According to Ashfaq, the current growth rate is based on estimates at the 2015 factor price level. However, economic growth has been negative for the past three years in terms of real GDP.
He stated that ICAP is collaborating with the government to build a method based on assets and liabilities that will present the most accurate balance sheet of the country’s economic performance at the highest level possible.
He went on to say that the real GDP should represent GDP growth, inflation, and the unemployment rate, and that the taxation objective is overly ambitious given current economic development.
He believes that the government should avoid revisiting the tax amnesty policy, but that the tax rate in certain sectors should be cut, and that FTAs should be revisited to help local businesses.
He went on to say that the government’s GDP-to-investment rate is relatively low, and that exports’ contribution to the economy should be increased from 8% to 10%.
The government should work with the private sector to improve the economy’s financial inclusion, which has increased from 17% to 25% in the last five years. He did say, though, that an average of 3% should be grown each year.

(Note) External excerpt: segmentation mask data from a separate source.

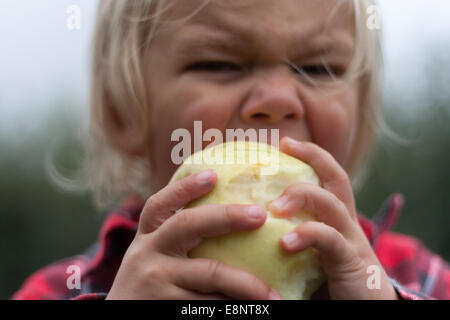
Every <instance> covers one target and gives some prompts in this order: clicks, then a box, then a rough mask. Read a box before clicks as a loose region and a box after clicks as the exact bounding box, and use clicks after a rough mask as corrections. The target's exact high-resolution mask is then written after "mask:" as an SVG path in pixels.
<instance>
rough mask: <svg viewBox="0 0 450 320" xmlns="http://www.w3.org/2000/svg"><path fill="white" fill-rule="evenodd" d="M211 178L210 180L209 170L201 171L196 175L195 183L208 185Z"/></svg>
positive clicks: (211, 172)
mask: <svg viewBox="0 0 450 320" xmlns="http://www.w3.org/2000/svg"><path fill="white" fill-rule="evenodd" d="M211 178H212V171H211V170H207V171H203V172H200V173H199V174H197V181H198V182H200V183H209V182H211Z"/></svg>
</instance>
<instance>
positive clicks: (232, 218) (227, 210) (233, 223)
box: [223, 205, 235, 229]
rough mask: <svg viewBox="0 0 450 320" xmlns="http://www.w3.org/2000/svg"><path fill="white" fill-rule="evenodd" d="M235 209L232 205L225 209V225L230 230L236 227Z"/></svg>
mask: <svg viewBox="0 0 450 320" xmlns="http://www.w3.org/2000/svg"><path fill="white" fill-rule="evenodd" d="M233 208H234V207H232V206H230V205H226V206H224V208H223V218H224V220H225V225H226V226H228V227H229V228H230V229H231V228H232V227H233V225H234V220H235V215H234V214H233Z"/></svg>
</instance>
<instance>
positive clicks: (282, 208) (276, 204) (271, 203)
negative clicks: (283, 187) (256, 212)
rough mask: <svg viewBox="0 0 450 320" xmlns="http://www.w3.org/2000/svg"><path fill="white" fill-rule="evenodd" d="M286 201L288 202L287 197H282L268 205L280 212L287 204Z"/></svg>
mask: <svg viewBox="0 0 450 320" xmlns="http://www.w3.org/2000/svg"><path fill="white" fill-rule="evenodd" d="M288 200H289V198H288V196H282V197H281V198H278V199H276V200H274V201H272V202H271V203H270V207H273V208H274V209H275V210H277V211H281V210H283V209H284V207H285V206H286V204H287V203H288Z"/></svg>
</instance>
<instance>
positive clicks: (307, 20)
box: [166, 0, 351, 28]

He also stated that the country’s parallel and black economy is growing, which should be handled through administrative measures or severe enforcement of the law in business activities.
Raja Kamran, President of the CEEJ, stated that budget and economic reporting in the media is extremely difficult and diverse due to the numerous perspectives of experts and economic managers.
He went on to say that expert disagreements and viewpoints do not reflect the true picture of Pakistan’s economy, and that this is something that working journalists should address through capacity building and understanding of the issue.